Opera

C’est là le premier voyage en Chine du photographe, il y retournera deux fois encore dans le cadre de la série Opéra. Gagnant l’accès à plusieurs écoles de l’Opéra de Pékin, il constitue d’abord une galerie de portraits d’élèves vêtus des tenues utilisées pour l’apprentissage : vêtements anciens, à l’allure et à la confection brutes, en toile rouge brune. Il y a dans ces photographies d’élèves inscrits dans un environnement dépouillé, où nulle modernité ne semble avoir passé la porte, les traces d’une Chine aujourd’hui révolue.
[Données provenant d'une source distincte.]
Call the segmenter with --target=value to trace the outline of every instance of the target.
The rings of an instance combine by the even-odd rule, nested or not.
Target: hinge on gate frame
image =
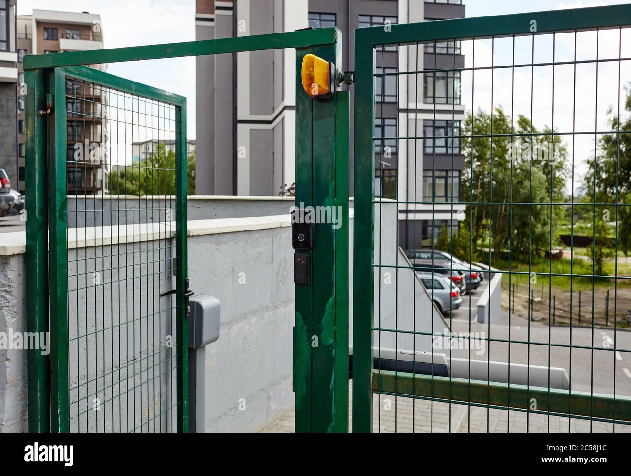
[[[53,96],[50,93],[46,94],[46,108],[42,109],[39,112],[40,116],[47,115],[50,113],[52,110],[53,105],[54,102],[53,101]]]

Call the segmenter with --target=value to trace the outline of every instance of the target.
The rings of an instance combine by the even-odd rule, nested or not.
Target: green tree
[[[625,87],[627,98],[622,115],[610,107],[608,123],[611,131],[631,129],[631,83]],[[626,119],[623,116],[626,116]],[[604,135],[595,144],[594,155],[587,160],[588,170],[582,182],[582,201],[585,203],[612,204],[606,207],[579,207],[584,211],[583,221],[594,228],[595,241],[590,247],[589,257],[594,270],[603,273],[604,260],[614,255],[614,251],[608,248],[608,238],[612,228],[604,218],[608,214],[611,221],[618,220],[618,243],[619,248],[627,255],[631,250],[631,211],[628,204],[631,199],[631,137],[628,134]],[[618,206],[613,205],[618,204]],[[595,209],[595,214],[594,214]],[[605,213],[606,212],[606,214]]]
[[[461,228],[471,227],[475,246],[488,241],[495,259],[511,244],[518,251],[544,253],[551,229],[557,235],[562,209],[514,204],[563,199],[568,154],[560,137],[547,127],[538,130],[524,116],[514,123],[501,107],[492,115],[481,110],[469,113],[463,131],[473,131],[473,139],[463,140],[461,196],[476,204],[468,207]]]
[[[469,228],[463,224],[460,225],[458,233],[454,235],[453,255],[459,259],[471,262],[478,260],[478,253],[475,246],[471,246],[471,233]]]
[[[187,160],[188,193],[195,193],[195,153]],[[113,170],[109,176],[112,195],[175,195],[175,153],[158,144],[156,151],[138,163]]]

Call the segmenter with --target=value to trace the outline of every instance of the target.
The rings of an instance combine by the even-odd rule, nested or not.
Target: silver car
[[[416,276],[441,313],[451,312],[460,308],[463,303],[460,289],[449,278],[439,273],[417,272]]]

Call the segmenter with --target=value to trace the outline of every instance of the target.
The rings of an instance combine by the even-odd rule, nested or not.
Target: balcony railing
[[[103,40],[100,35],[81,35],[69,33],[62,33],[59,35],[59,38],[64,38],[66,40],[88,40],[93,42]]]

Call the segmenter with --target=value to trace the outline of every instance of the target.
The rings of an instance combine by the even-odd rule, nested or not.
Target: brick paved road
[[[466,316],[468,312],[463,313]],[[470,326],[470,328],[469,328]],[[589,349],[572,349],[572,367],[570,367],[570,349],[567,347],[548,346],[546,344],[569,345],[569,327],[554,327],[531,322],[519,317],[512,316],[510,327],[507,325],[491,325],[471,322],[455,315],[452,320],[454,332],[484,332],[487,337],[534,342],[529,346],[524,344],[511,342],[510,361],[512,363],[563,367],[571,375],[572,387],[575,390],[590,392],[593,374],[594,393],[611,394],[613,392],[613,374],[615,366],[616,395],[631,396],[631,353],[612,351],[613,341],[620,349],[631,349],[631,332],[618,331],[614,335],[611,330],[594,329],[593,344],[600,350]],[[591,328],[574,327],[571,332],[572,345],[591,347],[593,331]],[[606,350],[609,349],[609,350]],[[490,352],[489,352],[490,350]],[[492,360],[509,360],[507,342],[490,342],[485,346],[483,353],[472,358],[486,360],[489,354]],[[592,368],[593,366],[593,373]],[[352,387],[352,382],[351,383]],[[350,392],[351,393],[351,392]],[[374,431],[384,432],[442,432],[447,431],[478,432],[611,432],[611,424],[593,422],[573,418],[546,415],[526,414],[524,412],[466,405],[431,402],[417,400],[414,403],[413,417],[412,399],[404,397],[396,398],[395,412],[394,398],[382,395],[379,400],[374,397]],[[350,405],[351,407],[351,405]],[[451,418],[449,418],[451,414]],[[396,417],[396,419],[395,419]],[[396,428],[395,428],[396,419]],[[450,421],[451,420],[451,421]],[[352,417],[350,418],[352,421]],[[259,431],[293,432],[293,410],[288,411],[280,417],[271,422]],[[451,427],[450,427],[451,423]],[[616,432],[631,432],[631,425],[616,425]]]

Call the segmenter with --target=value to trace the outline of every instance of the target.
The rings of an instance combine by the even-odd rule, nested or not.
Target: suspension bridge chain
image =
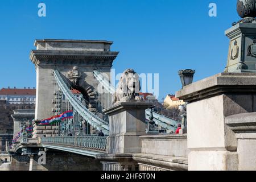
[[[100,70],[98,68],[97,69]],[[108,78],[106,78],[97,70],[93,71],[93,75],[100,84],[104,86],[105,89],[106,89],[109,93],[113,94],[115,93],[114,86],[111,84]],[[155,123],[163,129],[175,131],[176,130],[175,127],[177,125],[177,122],[174,119],[172,119],[172,118],[174,118],[174,115],[177,114],[163,109],[163,108],[160,108],[158,106],[155,105],[154,106],[156,108],[155,110],[157,110],[158,111],[158,110],[160,110],[161,111],[160,113],[154,111],[154,121],[155,122]],[[148,109],[146,110],[146,118],[148,120],[149,120],[150,111],[150,109]],[[172,116],[171,118],[171,115]]]
[[[69,88],[72,88],[72,87],[68,85],[69,83],[67,80],[66,81],[64,81],[65,78],[61,77],[57,69],[54,69],[53,76],[65,98],[71,104],[73,108],[76,110],[76,112],[88,122],[90,125],[98,131],[102,130],[104,134],[108,135],[109,134],[109,126],[106,125],[106,122],[97,115],[97,112],[96,113],[92,113],[86,108],[82,104],[82,101],[86,102],[86,101],[82,98],[82,100],[83,101],[81,102],[77,99],[77,97],[73,94]]]
[[[82,98],[82,94],[80,94],[80,96],[79,96],[79,102],[81,101]],[[73,111],[73,115],[75,115],[76,114],[76,110],[75,110]],[[67,124],[67,125],[65,126],[65,130],[63,130],[63,131],[62,132],[62,135],[63,136],[65,134],[65,132],[67,133],[67,130],[68,130],[68,129],[69,128],[70,125],[72,123],[72,121],[73,121],[73,118],[71,118],[71,119],[69,119],[68,122],[68,123]]]

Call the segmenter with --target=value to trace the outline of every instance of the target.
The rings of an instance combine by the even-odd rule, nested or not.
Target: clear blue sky
[[[236,1],[223,0],[6,0],[0,5],[0,87],[35,86],[29,59],[36,39],[113,41],[117,72],[159,73],[160,99],[181,88],[177,71],[196,70],[195,80],[224,71],[228,39],[238,20]],[[38,5],[47,17],[38,16]],[[217,5],[217,17],[208,5]]]

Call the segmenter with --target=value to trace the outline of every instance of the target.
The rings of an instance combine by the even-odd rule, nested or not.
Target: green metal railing
[[[57,144],[77,147],[84,149],[92,149],[100,151],[106,150],[106,136],[97,135],[81,135],[76,136],[45,137],[41,139],[42,144]]]

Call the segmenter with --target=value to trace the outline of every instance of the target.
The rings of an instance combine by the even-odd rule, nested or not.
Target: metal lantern
[[[179,75],[180,77],[180,80],[181,81],[182,88],[192,83],[193,77],[195,73],[195,70],[189,69],[180,70],[179,71]]]

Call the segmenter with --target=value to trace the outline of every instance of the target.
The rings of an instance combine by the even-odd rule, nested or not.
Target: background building
[[[9,104],[35,104],[36,89],[35,88],[24,89],[2,88],[0,90],[0,100],[6,101]]]
[[[179,106],[184,105],[185,102],[176,98],[175,96],[168,94],[164,101],[164,107],[167,109],[179,109]]]

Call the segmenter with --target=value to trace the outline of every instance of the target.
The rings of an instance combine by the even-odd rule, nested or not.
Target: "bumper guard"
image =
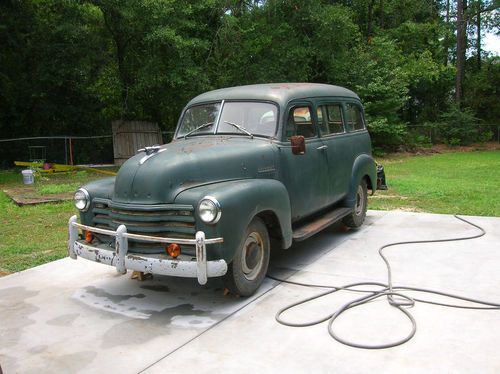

Le caractère sommaire de l’habit l’amène à concentrer son attention sur la silhouette en pied, sur les attitudes du corps et le déploiement de sa gestuelle dans l’espace. Se dégagent alors d’un fond neutre des figures monumentales et massives, le dos orné de piques élancées supportant des drapeaux, les mains contorsionnées et doigts levés suivant, imagine-t-on, un répertoire codifié. Leur succèdent ensuite les portraits d’enfants maquillés, habillés du costume de leur personnage. Le photographe graduellement se rapproche, du plein pied il passe au buste pour ne retenir que le visage, entièrement maquillé et ceint dans la complexité de ces atours. Les lignes du maquillage ouvragé se mêlent aux dessins des broderies du vêtement et les couleurs se répondent jusqu’à atteindre le sommet de la coiffe, couronnée de pompons. Le photographe choisit de parcourir ce labyrinthe de correspondances formelles, de capter les échos entre telle et telle couleur ou matière, conscient qu’il est de son incapacité à comprendre le langage symbolique de ce qui se joue devant lui. Cet hermétisme du sujet le pousse à revenir encore et encore. De sa volonté de comprendre et gagner cet autre cercle que constitue l’Opéra, découle un geste artistique qui s’inscrit dans le prolongement des performances menées avec la série Empire : il revient une dernière fois, en 2009, pour assister à la fabrication du costume du général Lu Quan Ren, le personnage qu’il s’est créé. Ainsi vêtu, il réalise l’enchaînement de mouvements presque guerriers de son personnage. C’est ici un autre volet de sa performance Vis Voluntatis qui se déploie.